Jerry didn’t answer. He was standing in front of another coffin a few feet away.
Linda Tomasi was carved on it.
“Look,” Jerry finally said, pointing.
Frank came over.
“What the—”
Linda Tomasi was their mother’s name!
There were two smaller coffins next to it.
“Jerry Tomasi,” Jerry said, standing in front of his own coffin.
“Frank Toma—” Frank began and stopped when he smelled something.
“Hey, you were right,” Frank said.
The strong smell of glue now filled the room.
“Let’s get out of here,” Jerry said.
Right before they could turn to leave, each boy felt a large, wet hand on his shoulder. The air now seemed to drip with glue. Then the light went out.
“I’ve been expecting you,” a voice whispered in their ears.
No one heard their screams over the familiar sound of the power saw—rrrrrr—AAAH!

No one had ever spent an entire night in Shayton House without dying or going mad.
But that didn’t stop people from trying.
They had been trying off and on since the house was built in 1864.
According to the legend, the original owner, Everett Shayton, had died during his first night in the house. The servants found him on the south lawn the next morning. He had either fallen or jumped from the roof.
At last count, more than 100 people had lost their minds and 23 had died in the house. Twenty-four including Shayton.

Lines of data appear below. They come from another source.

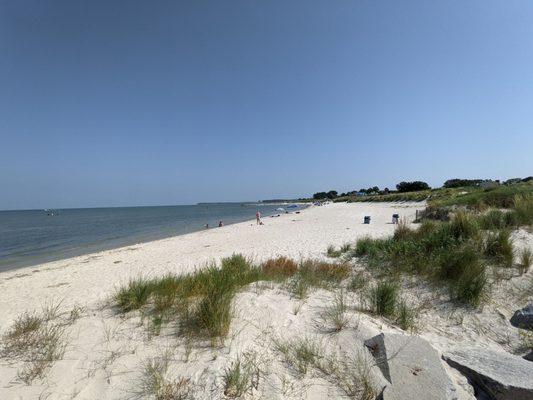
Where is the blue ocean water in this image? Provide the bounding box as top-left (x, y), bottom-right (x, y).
top-left (0, 203), bottom-right (298, 271)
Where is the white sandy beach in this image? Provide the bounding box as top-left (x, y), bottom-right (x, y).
top-left (0, 203), bottom-right (533, 400)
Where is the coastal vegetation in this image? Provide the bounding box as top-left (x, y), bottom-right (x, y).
top-left (0, 303), bottom-right (83, 385)
top-left (328, 192), bottom-right (533, 308)
top-left (313, 177), bottom-right (533, 210)
top-left (114, 254), bottom-right (350, 344)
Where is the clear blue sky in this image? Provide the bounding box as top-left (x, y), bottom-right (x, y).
top-left (0, 0), bottom-right (533, 209)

The most recent victim was a 14-year-old boy who broke into the house last October. To keep him company, the teen brought his pet parrot.
At first nothing happened. But shortly after midnight, a voice started calling from somewhere out in the night.
“I’m coming for you,” it moaned soft and low.
A few minutes later the voice was closer.
“I’m coming for you,” it said again.
It sounded like it was out in the front yard.
Suddenly, the boy’s parrot spoke.
“You’re not coming for me, caw,” it said. “Not for me.”
This was particularly unsettling for the boy because he had had the bird for four years and this was the first time it had said anything.
The voice called again. It now sounded like it was right outside the front door.
“I’m coming for you,” it moaned.
“Not for me, caw,” the parrot answered. “You’re not coming for me.”
“Shhh,” the boy whispered. “The Ghost of Shayton will hear you.”
“What do I care?” the parrot squawked loudly. “It’s not coming for me, caw.”
Equal parts angry and spooked, the boy ran upstairs and into one of the bedrooms.
“I’m coming for you,” the voice said from the foot of the stairs.
“Not for me… what do I care?… he’s in here, Shayton,” the parrot said. “Caw, caw, caw.”
The boy thought about choking the parrot, but before he could do anything he heard the Ghost of Shayton open the bedroom door.
“I’m coming for you,” it said again.